Richard Roy, District 1 Coordinator
District 2 Coordinator Bill Malkin responded to a call in the Ecto-FJ Cruiser about a “goth” woman walking the streets in a zombie like state. Calls to GBNJ (which we really wanted to dismiss as pranks, it’s that time of the year) also described the mystery woman as “appearing familiar from classic television” and “may have been around either before or after monsters.”
The “very pale” woman wasn’t responsive as people normally are. Her ID associated her with a day of the week. Bill proceeded with caution by unhooking a nutrona wand from his proton pack. The woman continued to stare, seemingly un-phased by Bill’s actions. Because of her perceived state of mind, Bill was able to safely escort the woman to HQ for tests. Fortunately she was cooperative, presuming she was even aware. She’ll stay within the family for an undetermined amount of time.

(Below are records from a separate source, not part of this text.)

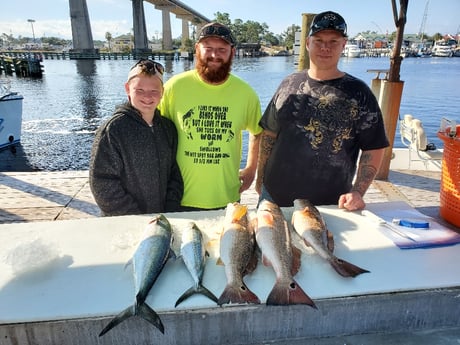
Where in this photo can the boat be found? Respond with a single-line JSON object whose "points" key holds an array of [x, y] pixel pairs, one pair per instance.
{"points": [[442, 49], [10, 115], [352, 50]]}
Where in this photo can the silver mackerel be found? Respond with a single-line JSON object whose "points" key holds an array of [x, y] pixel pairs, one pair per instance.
{"points": [[194, 254], [148, 261]]}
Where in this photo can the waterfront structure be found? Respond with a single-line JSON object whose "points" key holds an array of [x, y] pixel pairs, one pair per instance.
{"points": [[83, 46]]}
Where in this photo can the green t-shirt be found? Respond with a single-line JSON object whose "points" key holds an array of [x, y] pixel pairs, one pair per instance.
{"points": [[210, 120]]}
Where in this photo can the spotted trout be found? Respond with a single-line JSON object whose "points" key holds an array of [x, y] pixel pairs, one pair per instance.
{"points": [[237, 253], [274, 240], [194, 255], [148, 261], [310, 225]]}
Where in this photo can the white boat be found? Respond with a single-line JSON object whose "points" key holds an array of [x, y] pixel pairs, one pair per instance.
{"points": [[352, 50], [442, 49], [10, 115]]}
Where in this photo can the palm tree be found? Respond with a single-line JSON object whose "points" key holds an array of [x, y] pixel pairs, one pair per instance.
{"points": [[108, 37]]}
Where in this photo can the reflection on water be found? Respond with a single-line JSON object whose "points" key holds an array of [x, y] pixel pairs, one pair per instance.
{"points": [[62, 110]]}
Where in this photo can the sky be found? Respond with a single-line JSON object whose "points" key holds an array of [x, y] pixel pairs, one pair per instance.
{"points": [[115, 16]]}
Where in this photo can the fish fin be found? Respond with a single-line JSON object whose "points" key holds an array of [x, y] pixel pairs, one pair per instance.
{"points": [[266, 262], [330, 241], [196, 290], [125, 314], [346, 269], [239, 294], [142, 310], [284, 293], [252, 264], [296, 260], [172, 255]]}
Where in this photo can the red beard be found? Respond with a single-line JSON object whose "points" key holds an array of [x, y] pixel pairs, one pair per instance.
{"points": [[212, 75]]}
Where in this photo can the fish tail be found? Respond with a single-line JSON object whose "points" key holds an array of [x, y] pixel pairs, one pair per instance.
{"points": [[200, 289], [142, 310], [125, 314], [237, 294], [284, 293], [346, 269]]}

Richard Roy, District 1 Coordinator
District 3 Coordinator Greg McHugh responded to a call involving what witnesses and (apparent Ghostbusters fans) could only describe as the Stay-Puft Marshmallow man. While attempting to get details, people were quoting historical quotes, made famous by the actors portraying our employers in the 1984 movie, Ghostbusters.
Collaborative witnesses told Greg that left behind candy, including empty wrappers from a variety of usually delicious candies “seemed effected on all hallows eve.” More commonly known as Halloween.
Their were also reports of new Hostess Twinkies wrappers “laying on the ground in the area.” It was undetermined if this was a catalyst in the left over candy converging to form the mascot of the Stay-Puft Marshmallow Corporation.
Only a hypothesis early on, perhaps the negatively charged atmosphere (particles) surrounded and “fell” onto the sugary treats. Combined with thoughts of Mr. Stay-Puft from people caused a copy of the once giant sugary confection.
Not taking any chance for this poor copy to grow any larger Greg heated his nutrona wand up, firing at full stream. The weakened ectoplasm soon collapsed, leaving small piles of melted marshmallows and empty candy wrappers in the surrounding areas. Local and government agencies were on the scene to clean up and receive a bill from Greg.
Richard Roy, District 1 Coordinator.